Gerente da Agência da Anatel no Piauí, Carlos Bezerra Braga
Analisemos o caso sob dois ourtos aspectos: 1) a qualidade do serviço prestado no Brasil e 2) a relação dele com outros exemplos possíveis. Vá até o Google e faça uma pesquisa por Brasil banda larga. Notícias como Banda larga no Brasil é cara, lenta e restrita, avalia Idec; Banda larga no Brasil é cara e ruim, entenda; Banda larga no Brasil é uma das piores do mundo; Brasil tem a quinta pior banda larga do mundo, etc; logo aparecem. Então, para início de conversa, o tal serviço que a Anatel defende é de ruim pra péssimo. Agora dê uma passada num Reclame Aqui da vida (ou ligue pro Procon da sua cidade, pra coisa ficar ainda mais oficial). Lá existe um ranking, que nos diz claramente quais as empresas que mais recebem reclamações (e para fins estatísticos, vamos considerar que todas as reclamações têm algum fundo de verdade). No ranking dos dez mais do Reclame Aqui, SEIS empresas são de telefonia/internet. NESSE índice do Procon-SP (não achei no próprio site, ficamos com esse), das dez mais, quatro são de telefonia.
Em outras palavras, podemos concluir - um pouco apressadamente, é verdade - que além da qualidade técnica da banda larga do Brasil ser uma das dez piores do mundo, o serviço oferecido ainda é péssimo e leva a milhares de usuários a reclamarem. Não vou aqui comentar o monopólio que havia no setor até pouco tempo, o que ajudou no engessamento do serviço, porque creio que todos já conhecem esse ângulo da história.

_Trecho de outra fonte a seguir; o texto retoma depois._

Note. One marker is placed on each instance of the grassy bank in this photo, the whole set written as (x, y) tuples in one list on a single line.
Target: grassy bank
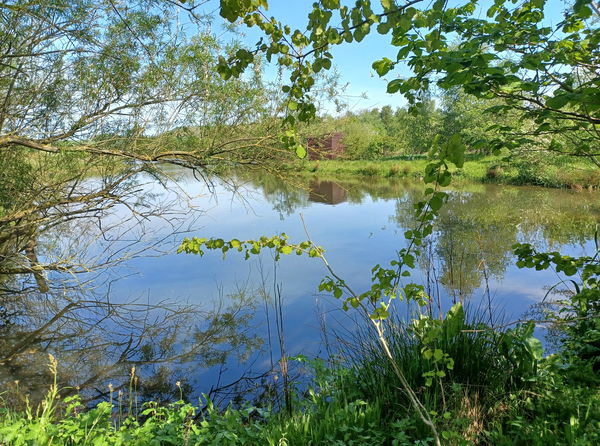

A outra análise necessária, a meu ver, diz respeito ao precedente que se abre em casos assim. Empresas com vitórias em situações como essa, recebem carta branca para invadir, mandar e desmandar na vida dos que contratam o serviço dela. Se Eu adquirisse uma linha telefônica e colocasse extensões na casa dos meus dois vizinhos e rachasse a conta em três partes iguais isso provavelmente seria ilegal, mas para mim fica dentro dos limites do bom senso: Eu não estaria lucrando (o que parece justamente o caso do usuário de Teresina multado) e ainda ajudaria outras duas pessoas sem linha telefônica a possuírem uma.
Estar na lei, para mim não constitui argumento irrefutável, pois todos nós sabemos da ligação escandalosa corporações-política, especialmente em doações de campanha. Ainda mais quando essa lei dá vazão para que uma agência do governo que deveria proteger os consumidores dos abusos corporativos, serve justamente para o serviço contrário: proteger as corporações e ainda aparentemente roubar computadores de um cidadão.
Posso estar errado, mas vejo a Anatel como uma simples marionete nas mãos das poderosas empresas (estrangeiras) de telecomunicações que operam no Brasil. Um caso como esse serve unicamente para intimidar usuários dos serviços dessas empresas, obrigando a todos a pagarem por uma linha única. Não poderia esperar atitude diferente de um país com um dos piores serviços de internet do mundo.